Hammad Fayez T, Lubbad Loay
Department of Surgery, College of Medicine & Health Sciences, United Arab Emirates University Al Ain, United Arab Emirates.
Int J Physiol Pathophysiol Pharmacol. 2016 Dec 25;8(4):152-159. eCollection 2016.
The aim of this study was to investigate the effect of thymoquinone, an antioxidant phytochemical compound found in the plant Nigella sativa, on the alterations in renal functional parameters following warm renal ischemia-reperfusion injury (IRI) in the rat.
Wistar rats underwent left renal ischemia for 35 minutes. Group-TQ (n=15) received thymoquinone 10 mg/kg/day (dissolved in a vehicle (corn oil) orally by gavage starting 4 days prior to IRI and continued 6 days thereafter when the hemodynamic and tubular renal functions of the right and left kidneys were measured using clearance techniques. Group-Vx (n=15) underwent similar protocol but received only the vehicle.
IRI affected all hemodynamic and tubular parameters in the affected kidney.
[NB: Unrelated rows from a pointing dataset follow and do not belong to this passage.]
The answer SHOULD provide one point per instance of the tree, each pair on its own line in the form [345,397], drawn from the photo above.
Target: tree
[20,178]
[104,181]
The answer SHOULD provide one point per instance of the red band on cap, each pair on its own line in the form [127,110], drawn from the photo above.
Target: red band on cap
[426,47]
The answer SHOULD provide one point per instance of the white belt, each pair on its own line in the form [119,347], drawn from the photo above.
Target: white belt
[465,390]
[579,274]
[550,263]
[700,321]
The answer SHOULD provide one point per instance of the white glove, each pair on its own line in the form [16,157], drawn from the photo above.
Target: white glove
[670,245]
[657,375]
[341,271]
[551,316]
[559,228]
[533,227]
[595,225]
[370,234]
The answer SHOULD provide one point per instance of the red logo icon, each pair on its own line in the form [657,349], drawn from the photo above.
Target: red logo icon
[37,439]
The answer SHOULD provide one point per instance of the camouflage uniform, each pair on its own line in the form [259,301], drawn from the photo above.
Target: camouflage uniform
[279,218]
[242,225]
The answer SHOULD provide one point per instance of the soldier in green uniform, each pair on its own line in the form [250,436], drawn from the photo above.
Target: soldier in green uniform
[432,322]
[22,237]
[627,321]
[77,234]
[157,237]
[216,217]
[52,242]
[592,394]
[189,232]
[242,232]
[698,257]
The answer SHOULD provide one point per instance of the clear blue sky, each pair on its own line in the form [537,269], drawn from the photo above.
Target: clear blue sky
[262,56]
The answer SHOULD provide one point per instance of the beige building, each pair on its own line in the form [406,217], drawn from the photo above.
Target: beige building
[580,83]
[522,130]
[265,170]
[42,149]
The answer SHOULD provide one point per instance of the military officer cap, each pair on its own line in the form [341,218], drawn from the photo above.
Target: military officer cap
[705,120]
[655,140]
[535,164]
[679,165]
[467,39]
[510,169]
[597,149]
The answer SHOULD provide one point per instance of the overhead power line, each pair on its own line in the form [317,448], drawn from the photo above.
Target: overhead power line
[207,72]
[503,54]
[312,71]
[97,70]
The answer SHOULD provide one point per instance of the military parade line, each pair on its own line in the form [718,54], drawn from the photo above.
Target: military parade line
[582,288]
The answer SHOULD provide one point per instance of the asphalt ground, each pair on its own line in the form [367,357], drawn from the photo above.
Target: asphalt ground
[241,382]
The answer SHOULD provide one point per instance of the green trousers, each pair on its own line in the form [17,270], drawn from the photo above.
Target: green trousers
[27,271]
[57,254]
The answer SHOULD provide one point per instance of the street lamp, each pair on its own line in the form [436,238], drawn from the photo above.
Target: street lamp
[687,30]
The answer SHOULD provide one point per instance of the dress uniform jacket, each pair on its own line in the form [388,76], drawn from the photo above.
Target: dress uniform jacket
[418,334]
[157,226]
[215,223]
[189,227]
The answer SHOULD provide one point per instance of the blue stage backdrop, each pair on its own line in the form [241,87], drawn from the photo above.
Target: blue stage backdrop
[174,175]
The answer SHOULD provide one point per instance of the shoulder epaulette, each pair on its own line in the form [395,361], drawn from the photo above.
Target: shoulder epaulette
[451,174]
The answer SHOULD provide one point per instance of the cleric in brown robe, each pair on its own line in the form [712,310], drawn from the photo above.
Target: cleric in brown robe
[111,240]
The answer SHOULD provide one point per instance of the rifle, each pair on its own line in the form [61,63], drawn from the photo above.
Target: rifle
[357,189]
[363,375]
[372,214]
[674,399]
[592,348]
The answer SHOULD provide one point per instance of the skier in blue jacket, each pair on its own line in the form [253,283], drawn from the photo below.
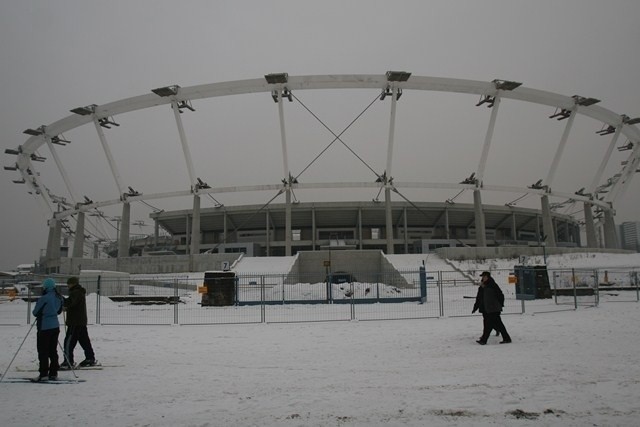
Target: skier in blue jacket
[46,312]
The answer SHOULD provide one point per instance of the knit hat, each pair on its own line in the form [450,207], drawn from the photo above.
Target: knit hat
[49,284]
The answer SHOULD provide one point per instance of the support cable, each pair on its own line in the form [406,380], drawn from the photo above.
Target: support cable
[239,227]
[416,207]
[337,137]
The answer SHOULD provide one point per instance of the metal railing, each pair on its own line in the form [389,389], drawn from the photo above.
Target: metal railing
[278,298]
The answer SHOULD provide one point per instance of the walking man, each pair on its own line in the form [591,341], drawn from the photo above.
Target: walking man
[75,307]
[46,311]
[492,303]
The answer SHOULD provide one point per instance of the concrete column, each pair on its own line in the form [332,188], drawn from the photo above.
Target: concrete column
[51,239]
[156,232]
[547,223]
[123,240]
[268,229]
[592,240]
[446,224]
[610,236]
[481,234]
[406,231]
[360,228]
[313,228]
[389,219]
[195,226]
[78,242]
[287,238]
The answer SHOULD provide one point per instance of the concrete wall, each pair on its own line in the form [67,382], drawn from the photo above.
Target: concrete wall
[150,264]
[514,252]
[365,266]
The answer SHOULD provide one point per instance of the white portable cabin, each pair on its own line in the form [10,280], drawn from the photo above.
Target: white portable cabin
[110,282]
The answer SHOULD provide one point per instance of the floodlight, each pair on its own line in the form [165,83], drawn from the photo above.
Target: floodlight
[606,130]
[277,78]
[385,92]
[106,122]
[561,115]
[59,141]
[506,84]
[490,100]
[585,102]
[185,104]
[398,76]
[470,180]
[166,91]
[85,111]
[201,185]
[626,147]
[33,132]
[537,185]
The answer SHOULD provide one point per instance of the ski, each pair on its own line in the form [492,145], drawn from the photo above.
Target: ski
[29,380]
[97,367]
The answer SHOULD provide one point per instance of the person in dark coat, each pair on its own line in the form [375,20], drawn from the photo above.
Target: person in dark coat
[479,305]
[75,306]
[492,303]
[46,312]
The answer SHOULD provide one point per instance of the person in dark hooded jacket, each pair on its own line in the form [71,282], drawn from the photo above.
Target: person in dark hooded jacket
[492,303]
[479,305]
[75,306]
[46,312]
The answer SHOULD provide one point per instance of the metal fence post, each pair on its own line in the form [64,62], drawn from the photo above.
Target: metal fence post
[597,287]
[98,301]
[555,287]
[176,301]
[575,290]
[440,294]
[262,302]
[353,308]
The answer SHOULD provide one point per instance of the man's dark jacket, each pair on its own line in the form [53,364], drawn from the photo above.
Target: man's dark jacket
[76,305]
[492,297]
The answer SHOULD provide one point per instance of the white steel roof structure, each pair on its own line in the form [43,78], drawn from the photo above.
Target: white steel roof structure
[280,86]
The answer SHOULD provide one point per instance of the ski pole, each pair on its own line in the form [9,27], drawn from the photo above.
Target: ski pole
[67,360]
[17,351]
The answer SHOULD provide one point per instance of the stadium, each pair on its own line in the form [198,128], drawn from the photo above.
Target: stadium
[394,162]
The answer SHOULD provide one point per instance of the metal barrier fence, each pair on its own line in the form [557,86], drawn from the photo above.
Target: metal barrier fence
[278,298]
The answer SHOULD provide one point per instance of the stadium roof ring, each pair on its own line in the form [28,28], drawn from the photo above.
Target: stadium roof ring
[599,191]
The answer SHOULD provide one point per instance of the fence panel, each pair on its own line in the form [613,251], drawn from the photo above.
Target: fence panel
[277,298]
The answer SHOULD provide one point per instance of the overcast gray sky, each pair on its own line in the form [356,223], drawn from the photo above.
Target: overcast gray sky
[55,56]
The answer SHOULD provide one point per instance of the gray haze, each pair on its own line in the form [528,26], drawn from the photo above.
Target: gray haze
[59,55]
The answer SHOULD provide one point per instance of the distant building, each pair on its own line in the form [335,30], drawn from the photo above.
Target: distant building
[630,235]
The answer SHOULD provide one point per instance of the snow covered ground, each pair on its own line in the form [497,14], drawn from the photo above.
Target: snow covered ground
[569,368]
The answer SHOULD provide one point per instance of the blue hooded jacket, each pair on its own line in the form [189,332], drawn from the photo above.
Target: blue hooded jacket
[47,308]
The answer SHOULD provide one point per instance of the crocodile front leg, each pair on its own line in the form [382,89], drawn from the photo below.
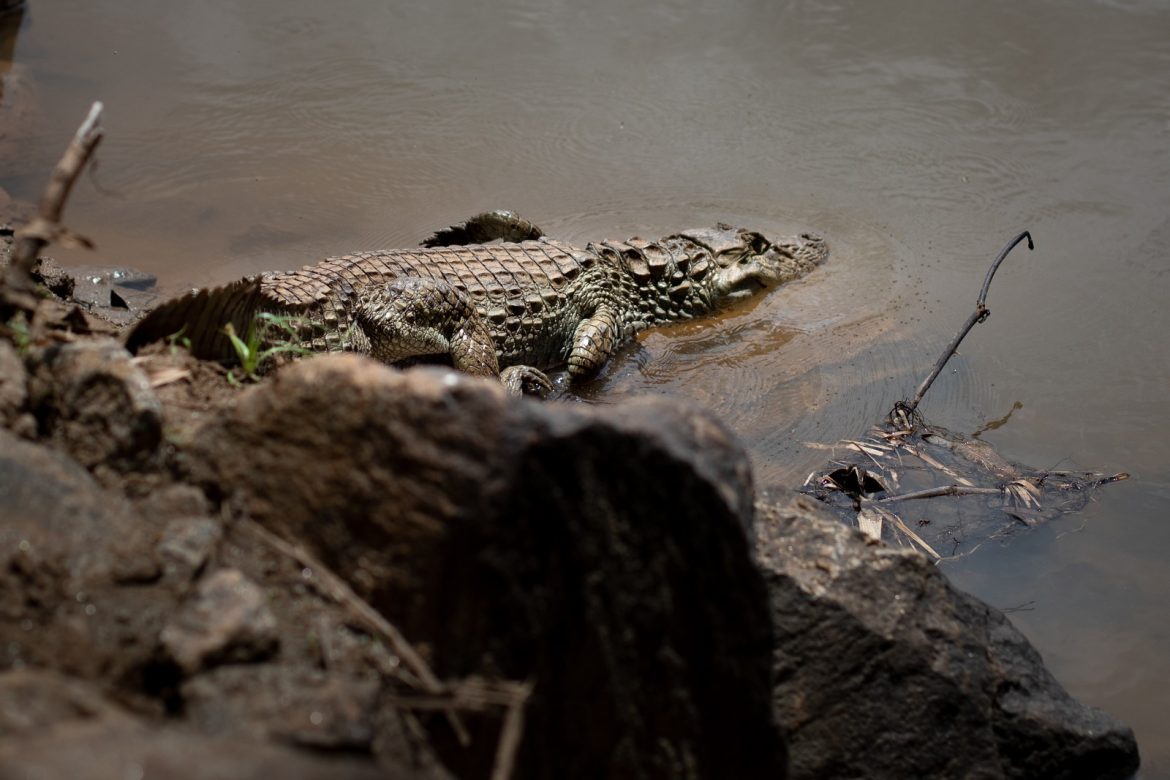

Thymoquinone attenuated the IRI-related alteration in renal functions so when the left ischemic kidney in Group-TQ and Group-Vx were compared, the left RBF and GFR were significantly higher in Group-TQ (2.02±0.39 vs. 1.27±0.21, P=0.04 and 0.33±0.08 vs. 0.18±0.03, P=0.03, respectively). Thymoquinone also improved left renal FE (1.59±0.28 vs. 2.40±0.35, P=0.04). In addition, it decreased the gene expressions of KIM-1, NGAL, TNF-α, TGF-β1 and PAI-1 (143±20 vs. 358±49, 16±3 vs. 34±6, (1.1±0.2 vs. 2.8±0.4, 1.6±0.1 vs. 2.8±0.1, and 2.4±0.3 vs. 5.8±1.0, P<0.05 for all).
Thymoquinone ameliorated the IRI effect on the hemodynamic and tubular renal functional parameters as well as the expression of some kidney injury markers and pro-inflammatory and pro-fibrotic cytokines indicating a renoprotective effect of this agent on the IRI-induced renal dysfunction with potential clinical implications.
本研究旨在探讨黑种草籽中含有的抗氧化植物化学化合物百里醌对大鼠热缺血再灌注损伤(IRI)后肾功能参数改变的影响。
Wistar大鼠左肾缺血35分钟。TQ组(n = 15)接受10 mg/kg/天的百里醌(溶解于赋形剂(玉米油)中,在IRI前4天开始经口灌胃给药,并在之后6天继续给药,在此期间使用清除技术测量左右肾的血流动力学和肾小管功能。Vx组(n = 15)采用类似方案,但仅接受赋形剂。
IRI影响了受损肾脏的所有血流动力学和肾小管参数。百里醌减轻了IRI相关的肾功能改变,因此当比较TQ组和Vx组的左缺血肾时,TQ组的左肾肾血流量(RBF)和肾小球滤过率(GFR)显著更高(分别为2.02±0.39对1.27±0.21,P = 0.04;0.33±0.08对0.18±0.03,P = 0.03)。百里醌还改善了左肾排泄分数(FE)(1.59±0.28对2.40±0.35,P = 0.04)。此外,它降低了KIM-1、NGAL、TNF-α、TGF-β1和PAI-1的基因表达(分别为143±20对358±49、16±3对34±6、1.1±0.2对2.8±0.4、1.6±0.1对2.8±0.1、2.4±0.3对5.8±1.0,所有P<0.05)。
百里醌改善了IRI对血流动力学和肾小管功能参数的影响,以及一些肾损伤标志物和促炎及促纤维化细胞因子的表达,表明该药物对IRI诱导的肾功能障碍具有肾脏保护作用,具有潜在的临床意义。